И другие родственники тоже встрепенулись. Первой, не считая мамы и отца, приехала тетя Юля. Она строго посмотрела на гипс, покачала головой, вздохнула, потом внимательнейшим образом стала вглядываться в меня.

– Так, Алешик, скажи правду, у тебя нет депрессии? А то смотри! – И тетя Юля притворно нахмурилась.

Понятно, считает, что я чокнуться должен от того, что со мной стряслось. А у меня, сам не знаю почему, настроение все эти дни было просто прекрасное. Можно сказать, давно такого не было, да и в больнице лежать почему-то очень нравилось. В чем я горячо заверил тетю Юлю. Та сделала вид, что поверила, и, поговорив со мной обо всем, уехала, оставив кучу хороших книг и вкусной еды.

– Ого, “Лолита”! – восхитился Женя Лапутин, зайдя вечером ко мне в палату. – Помнишь, как там в самом начале: “Ло-ли-та: кончик языка совершает путь в три шажка вниз по нёбу…” Никто так не умеет, как он!

Это он своего кумира имел в виду, Набокова.

А тетя Юля, на всякий случай, чтобы уж точно быть уверенной в том, что я не съеду с катушек, призвала на помощь тяжелую артиллерию.
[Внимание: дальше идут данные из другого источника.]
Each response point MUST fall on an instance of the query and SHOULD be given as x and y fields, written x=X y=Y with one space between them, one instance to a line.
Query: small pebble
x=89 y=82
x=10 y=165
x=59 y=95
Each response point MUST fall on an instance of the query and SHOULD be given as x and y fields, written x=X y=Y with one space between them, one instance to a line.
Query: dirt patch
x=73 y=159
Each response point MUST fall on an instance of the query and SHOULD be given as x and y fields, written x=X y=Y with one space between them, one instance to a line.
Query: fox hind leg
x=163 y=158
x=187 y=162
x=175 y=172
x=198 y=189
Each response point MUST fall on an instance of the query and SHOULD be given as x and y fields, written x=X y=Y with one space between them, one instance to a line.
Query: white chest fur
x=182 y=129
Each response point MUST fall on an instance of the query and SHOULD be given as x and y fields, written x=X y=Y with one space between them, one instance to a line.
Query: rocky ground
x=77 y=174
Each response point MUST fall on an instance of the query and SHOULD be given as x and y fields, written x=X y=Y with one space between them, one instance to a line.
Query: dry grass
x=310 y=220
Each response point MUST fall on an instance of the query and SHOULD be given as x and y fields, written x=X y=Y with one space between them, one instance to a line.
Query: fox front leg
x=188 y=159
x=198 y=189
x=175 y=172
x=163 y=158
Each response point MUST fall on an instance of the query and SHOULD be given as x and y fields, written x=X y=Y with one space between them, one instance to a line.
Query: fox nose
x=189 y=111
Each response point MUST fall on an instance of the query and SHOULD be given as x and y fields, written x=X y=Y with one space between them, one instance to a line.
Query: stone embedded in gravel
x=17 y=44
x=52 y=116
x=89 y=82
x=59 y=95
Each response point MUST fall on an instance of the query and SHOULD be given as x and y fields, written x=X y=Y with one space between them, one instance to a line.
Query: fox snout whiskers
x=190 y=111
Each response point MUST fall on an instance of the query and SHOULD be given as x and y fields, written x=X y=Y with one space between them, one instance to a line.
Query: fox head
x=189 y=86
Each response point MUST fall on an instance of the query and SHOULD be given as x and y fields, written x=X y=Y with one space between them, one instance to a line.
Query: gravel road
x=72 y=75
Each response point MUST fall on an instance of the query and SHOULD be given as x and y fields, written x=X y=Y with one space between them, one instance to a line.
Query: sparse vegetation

И через пару дней еще до обеда приехала Ася, моя двоюродная сестра. Вот кого я всегда рад видеть.

У нас с Асей часто так, то густо, то пусто. Мы с ней жили вместе все детство, то на одной даче, то в одной квартире, ходили в одну музыкальную, в одну обычную школу, не расставаясь годами, а то вдруг практически годами не встречались, особенно в последнее время. Я видел причину в том, что Асе, как настоящему артисту, нужно постоянно где-то черпать вдохновение, а какое может быть вдохновение от такого, как я? Она же все про меня знает!

А если серьезно, основная причина редких встреч, наверное, была в том, что вот уже три года, как умерла наша бабушка. И меня приводила в уныние пустота, оставшаяся после ее смерти в квартире на Фрунзенской набережной, где продолжала жить Ася. Но, конечно, все должно со временем пройти, главное, что Ася приехала сейчас.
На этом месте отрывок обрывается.